There is a clear international trend here in the last 18 months. In the US, Cleveland Cliffs received USD 500m in March 2024 from the US Department of Energy for H2-DRI-EMF capacity where it will fund the transition of an existing blast furnace to a 2.5mtpa “Hydrogen Ready” Direct Reduced Iron (DRI) Plant and two 120 MW Electric Melting Furnaces (EMF)”. The subsidy is 38% of the project cost. In the UK, Tata Steel received USD640m in September 2023 to replace two blast furnaces at Port Talbot in the UK with one electric arc furnace. The subsidy is 40% of the project cost. In Spain, ArcelorMittal received USD500m in February 2023 from the EU for a new renewable hydrogen-based direct reduced iron plant in Gijón. Alongside a new electric arc furnace (EAF), the plant will substitute the current blast furnace. The subsidy is 46% of the project cost. Importantly, all these projects had timetables, production targets and credible technology pathways. 

 

In Japan, the government also provides significant amounts of subsidies for the steel sector at ¥449.9bn (or USD 2.9bn). The green steel funding is divided between two different types of steel technology: hydrogen (H2) in a blast furnace (also known as COURSE50) and DRI-EAF primary steelmaking. But in contrast to the examples above, we believe much of this support is flawed, as the former is essentially upgrading a blast furnace with hydrogen use and carbon capture and storage (CCS) rather than true low-carbon steel production.

 

Nevertheless, there is a generous USD 854m for H2-DRI and EAF technology that can reduce emissions intensity by over 90% compared to conventional blast furnaces. It is crucial that Japanese government funding is directed towards high-impact decarbonisation. Indeed, as the subsidy debate grows and more public finance flows, we believe subsidies or tax credits should come with the strict condition that the subsidy is tied to standards for low-carbon steel with deadlines for operation and targets for production, like the international case studies above. 

 

Like other markets, this is also about moving existing subsidies from “brown” to “green”. It is not strictly about the availability of finance.
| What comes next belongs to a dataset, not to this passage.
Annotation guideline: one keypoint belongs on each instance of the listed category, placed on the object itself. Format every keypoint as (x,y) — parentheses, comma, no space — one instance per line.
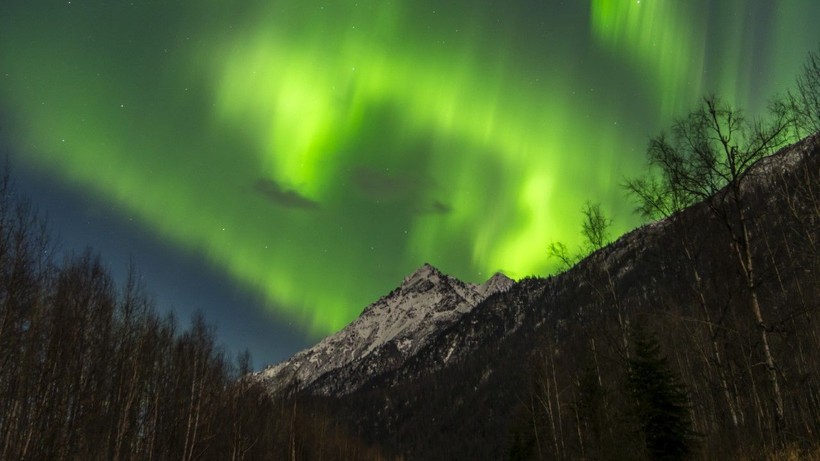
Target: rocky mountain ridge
(384,336)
For example, the massive investment of USD 5bn in the ArcelorMittal/Nippon Steel joint venture at the Hazira steelworks, a greenfield BF-BOF investment by JBIC and Japanese mega banks, should be the last of its kind and public and private finance should be following the trend in the case studies above to green steel.

 

2024/5 probability: High         Impact: High

 

5. Investors are engaging. Steel companies have to respond with commitments and ambition.

 

Japan’s steel industry is increasingly gaining attention from large institutional investors that are looking to decarbonise their portfolios. Some of the largest steel companies in the world are in China, but climate disclosure and opportunities for shareholders to engage companies are nearly non-existent. Alternatively, Japan’s policies on disclosure and stewardship are some of the best in the region, and shareholder engagement on climate is a growing trend. Since 2020, when Mizuho Bank became the first listed company to have a climate-related shareholder resolution filed, momentum has only increased, including on Japanese utility J-POWER, first in 2022 and then in subsequent years.

 

Scrutiny on the decarbonisation strategies of JFE and Nippon Steel in the 2022 and 2023 Annual General Meeting (AGM) seasons, respectively, led to JFE committing to periodic reviews of its climate practices alongside stakeholders and Nippon Steel committing to producing studies on how to shift steelmaking from BFs to EAFs. These initially “friendly” engagement approaches have since escalated, demonstrating the commitment of a range of international and Japanese actors, culminating with this month’s AGMs. The filing of three shareholder proposals on Nippon Steel, all of which received support of over 20% from shareholders marked the first climate-related shareholder proposal on a steel company in Asia. Additionally, leading proxy advisor ISS is understood to have supported all three of the shareholder proposals in their sustainability advice (and two of the three in their general advice), providing further insight into investor sentiment. Investors are now engaging steel companies successfully. Will 2025 be the tipping point for shareholder action in Japan?